I sat there and wondered, and felt the crushing pressure of fatherhood fall upon me like a bad film. I tend to daydream in epic, sweeping movie style.  This was like one of those crying movies that men don’t voluntarily go to see. I heard nothing about Kelly (or Violet ) and I began to worry. I created a mythical (although possible) fantasy of problems.

Violet rolled by me in her bassinet and nothing was said, I didn’t know it was her until later. After about 30 minutes a nurse asked me to come with her. She walked me to the “baby room” and told me:
“We don’t normally do this, but we have decided that it is important for you to see your daughter.”

If you know anything about baby areas in hospitals (and if you read mommy blogs, you probably do) babies are matched to parents with bracelets, and are low-jacked to the hospital with sirens and lights. I like to think they have a S.W.A.T. team of attractive, well-armed nurses.

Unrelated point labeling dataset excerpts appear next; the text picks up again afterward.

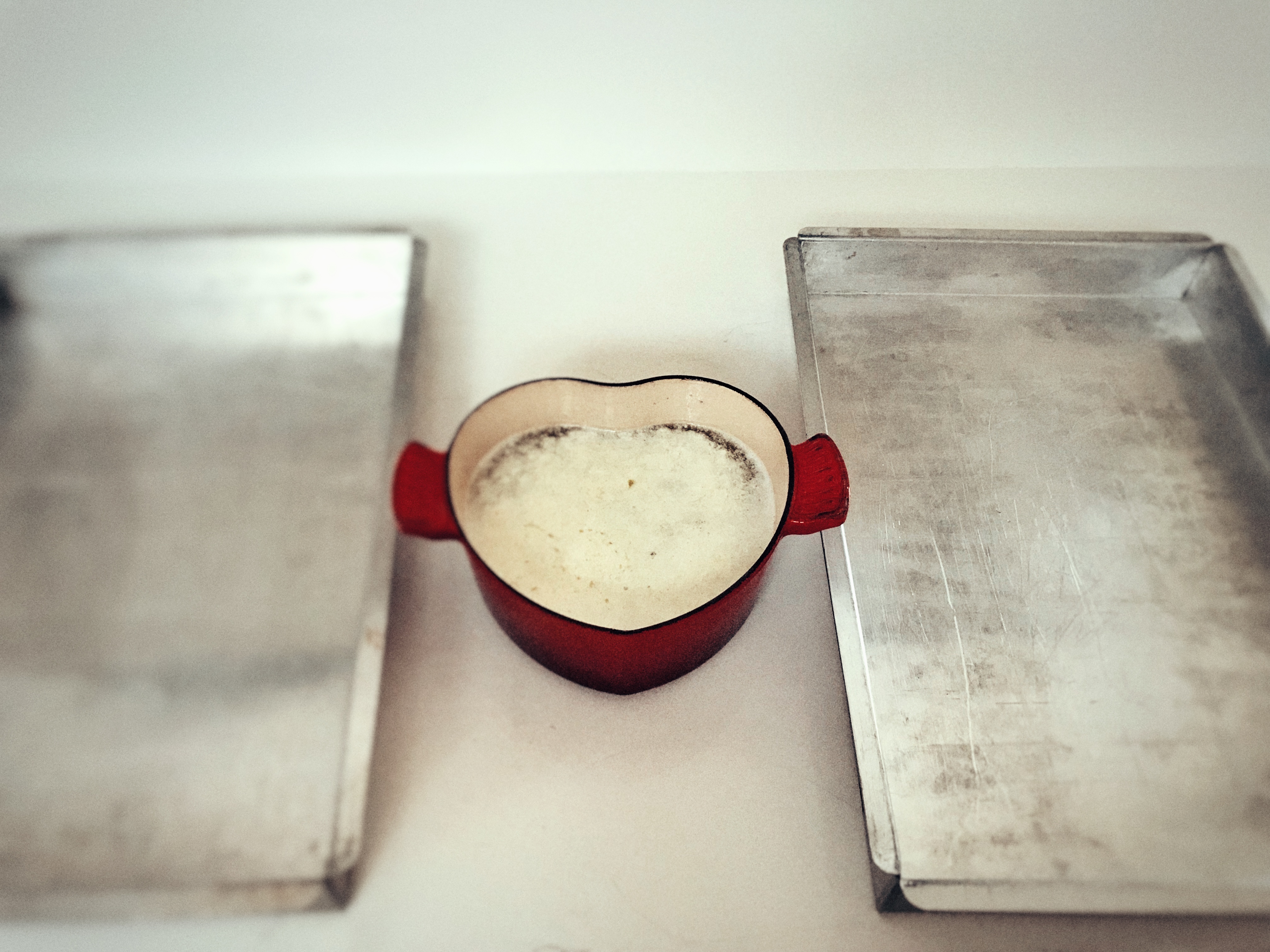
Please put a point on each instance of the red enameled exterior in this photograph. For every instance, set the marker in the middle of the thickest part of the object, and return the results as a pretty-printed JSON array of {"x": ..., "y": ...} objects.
[{"x": 624, "y": 662}]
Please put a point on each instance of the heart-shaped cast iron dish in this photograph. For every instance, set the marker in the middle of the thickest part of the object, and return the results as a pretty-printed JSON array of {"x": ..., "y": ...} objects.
[{"x": 809, "y": 483}]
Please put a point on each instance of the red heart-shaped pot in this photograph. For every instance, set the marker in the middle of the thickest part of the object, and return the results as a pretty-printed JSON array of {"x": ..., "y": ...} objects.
[{"x": 809, "y": 483}]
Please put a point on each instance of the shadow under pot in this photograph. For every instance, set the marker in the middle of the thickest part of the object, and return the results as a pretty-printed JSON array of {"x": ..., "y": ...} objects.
[{"x": 619, "y": 532}]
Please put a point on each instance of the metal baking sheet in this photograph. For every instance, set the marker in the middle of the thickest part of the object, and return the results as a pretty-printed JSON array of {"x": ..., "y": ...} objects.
[
  {"x": 1053, "y": 589},
  {"x": 195, "y": 563}
]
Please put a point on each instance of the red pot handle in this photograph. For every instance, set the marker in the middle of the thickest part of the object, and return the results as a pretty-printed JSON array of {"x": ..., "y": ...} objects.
[
  {"x": 420, "y": 499},
  {"x": 821, "y": 488}
]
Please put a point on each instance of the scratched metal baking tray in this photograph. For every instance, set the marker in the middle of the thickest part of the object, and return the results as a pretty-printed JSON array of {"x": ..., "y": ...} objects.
[
  {"x": 195, "y": 563},
  {"x": 1053, "y": 589}
]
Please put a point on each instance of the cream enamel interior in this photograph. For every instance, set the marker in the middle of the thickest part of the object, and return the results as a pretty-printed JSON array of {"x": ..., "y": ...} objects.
[{"x": 619, "y": 408}]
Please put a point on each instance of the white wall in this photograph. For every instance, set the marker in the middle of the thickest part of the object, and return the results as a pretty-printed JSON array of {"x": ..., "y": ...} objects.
[{"x": 143, "y": 89}]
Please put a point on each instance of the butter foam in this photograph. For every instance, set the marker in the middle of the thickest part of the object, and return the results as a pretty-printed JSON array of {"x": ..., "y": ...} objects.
[{"x": 620, "y": 529}]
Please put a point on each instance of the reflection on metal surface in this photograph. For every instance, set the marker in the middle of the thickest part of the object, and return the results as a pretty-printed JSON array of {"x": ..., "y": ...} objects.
[
  {"x": 1053, "y": 593},
  {"x": 195, "y": 559}
]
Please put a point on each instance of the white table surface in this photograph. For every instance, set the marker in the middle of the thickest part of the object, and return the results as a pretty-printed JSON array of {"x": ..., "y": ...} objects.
[{"x": 513, "y": 810}]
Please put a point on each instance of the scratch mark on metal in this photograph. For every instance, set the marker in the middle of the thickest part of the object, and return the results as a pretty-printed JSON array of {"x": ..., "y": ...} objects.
[{"x": 966, "y": 671}]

I was not “matched” to Violet yet, and they were violating every hospital policy to let me see my baby.

There I was.  Standing in front of my baby, one hand upon her bare chest feeling her small heart beat thump in time with the pulse in my hand, knowing that my wife was dead, and it was just she and I forever.

Now in case you think that I skipped part of the story, I didn’t. I had become convinced in my exhausted state that the reason no one was saying anything to me, that rules were being broken was because something serious had happened.

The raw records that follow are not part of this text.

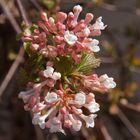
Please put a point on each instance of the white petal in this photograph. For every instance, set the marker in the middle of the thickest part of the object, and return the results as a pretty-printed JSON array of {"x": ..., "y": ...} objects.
[
  {"x": 51, "y": 97},
  {"x": 76, "y": 124},
  {"x": 70, "y": 38},
  {"x": 56, "y": 126},
  {"x": 80, "y": 98},
  {"x": 89, "y": 120},
  {"x": 86, "y": 31},
  {"x": 48, "y": 72},
  {"x": 92, "y": 107},
  {"x": 99, "y": 25},
  {"x": 56, "y": 76}
]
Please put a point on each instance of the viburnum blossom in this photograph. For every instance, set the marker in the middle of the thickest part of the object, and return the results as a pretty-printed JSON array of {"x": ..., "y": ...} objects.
[{"x": 60, "y": 81}]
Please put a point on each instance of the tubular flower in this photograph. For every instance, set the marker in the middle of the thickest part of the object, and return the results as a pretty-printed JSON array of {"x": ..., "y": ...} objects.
[{"x": 60, "y": 79}]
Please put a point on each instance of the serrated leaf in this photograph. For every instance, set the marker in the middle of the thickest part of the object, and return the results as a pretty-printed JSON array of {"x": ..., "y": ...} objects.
[{"x": 88, "y": 62}]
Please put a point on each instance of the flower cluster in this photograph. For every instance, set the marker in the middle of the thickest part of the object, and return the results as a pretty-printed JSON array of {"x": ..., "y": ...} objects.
[{"x": 63, "y": 97}]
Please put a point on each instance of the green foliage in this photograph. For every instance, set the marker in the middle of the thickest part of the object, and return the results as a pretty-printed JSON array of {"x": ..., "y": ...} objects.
[
  {"x": 87, "y": 64},
  {"x": 33, "y": 65}
]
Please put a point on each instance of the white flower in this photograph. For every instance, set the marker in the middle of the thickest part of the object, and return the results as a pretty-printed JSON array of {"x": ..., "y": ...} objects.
[
  {"x": 80, "y": 98},
  {"x": 25, "y": 95},
  {"x": 77, "y": 8},
  {"x": 89, "y": 120},
  {"x": 92, "y": 107},
  {"x": 51, "y": 97},
  {"x": 86, "y": 31},
  {"x": 92, "y": 44},
  {"x": 56, "y": 126},
  {"x": 108, "y": 82},
  {"x": 76, "y": 124},
  {"x": 99, "y": 25},
  {"x": 56, "y": 76},
  {"x": 48, "y": 72},
  {"x": 70, "y": 38},
  {"x": 40, "y": 120}
]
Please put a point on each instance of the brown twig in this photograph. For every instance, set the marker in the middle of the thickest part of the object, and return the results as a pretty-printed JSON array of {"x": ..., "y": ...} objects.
[
  {"x": 19, "y": 58},
  {"x": 103, "y": 130},
  {"x": 37, "y": 6},
  {"x": 11, "y": 71},
  {"x": 130, "y": 106}
]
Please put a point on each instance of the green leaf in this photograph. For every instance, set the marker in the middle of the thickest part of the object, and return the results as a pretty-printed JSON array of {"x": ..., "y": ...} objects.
[{"x": 88, "y": 62}]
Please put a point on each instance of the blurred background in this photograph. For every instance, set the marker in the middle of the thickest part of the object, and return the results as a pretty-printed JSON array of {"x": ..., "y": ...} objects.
[{"x": 119, "y": 117}]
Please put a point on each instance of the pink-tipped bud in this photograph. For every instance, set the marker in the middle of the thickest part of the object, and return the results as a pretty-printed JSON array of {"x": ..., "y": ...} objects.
[
  {"x": 61, "y": 16},
  {"x": 89, "y": 17},
  {"x": 44, "y": 16}
]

There was no doubt in my mind that Kelly was dead.

I cried. I cried for my daughter. I cried for my wife. I cried for our families. I cried for myself. I began to ask questions about Kelly and got answers like, “we haven’t heard yet”, “we will check again”. This was, as you can see, confirmation that Kelly was gone, and the doctor was coming soon to pull down his mask and say, “Mr. Crabtree your daughter is fine, but your wife didn’t make it.”

 I was living a bad country music song (and they all are).

After hammering on the recovery door, accosting every doctor that came out, I was taken to Kelly who was fine, and coming out of twilight sleep. It was an anticlimactic ending to be sure.

That day, I lost my wife, gained a daughter, and then regained a wife. For just over an hour Kelly was gone. It is a feeling that I cannot explain, and wish it on no one. The experience of gaining a daughter and a wife within an hour is a joy I cannot explain.  I’m thankful every minute, and appreciate my family every day, its cliché, but it’s true.

Kiss your baby’s father today. Without you, he is lost. He is a mess. Even if you aren’t together anymore, he needs you. He might be a good father, a father that tries hard (not always effectively), he may even be a piece of shit, but without you he is nothing. He is not a father.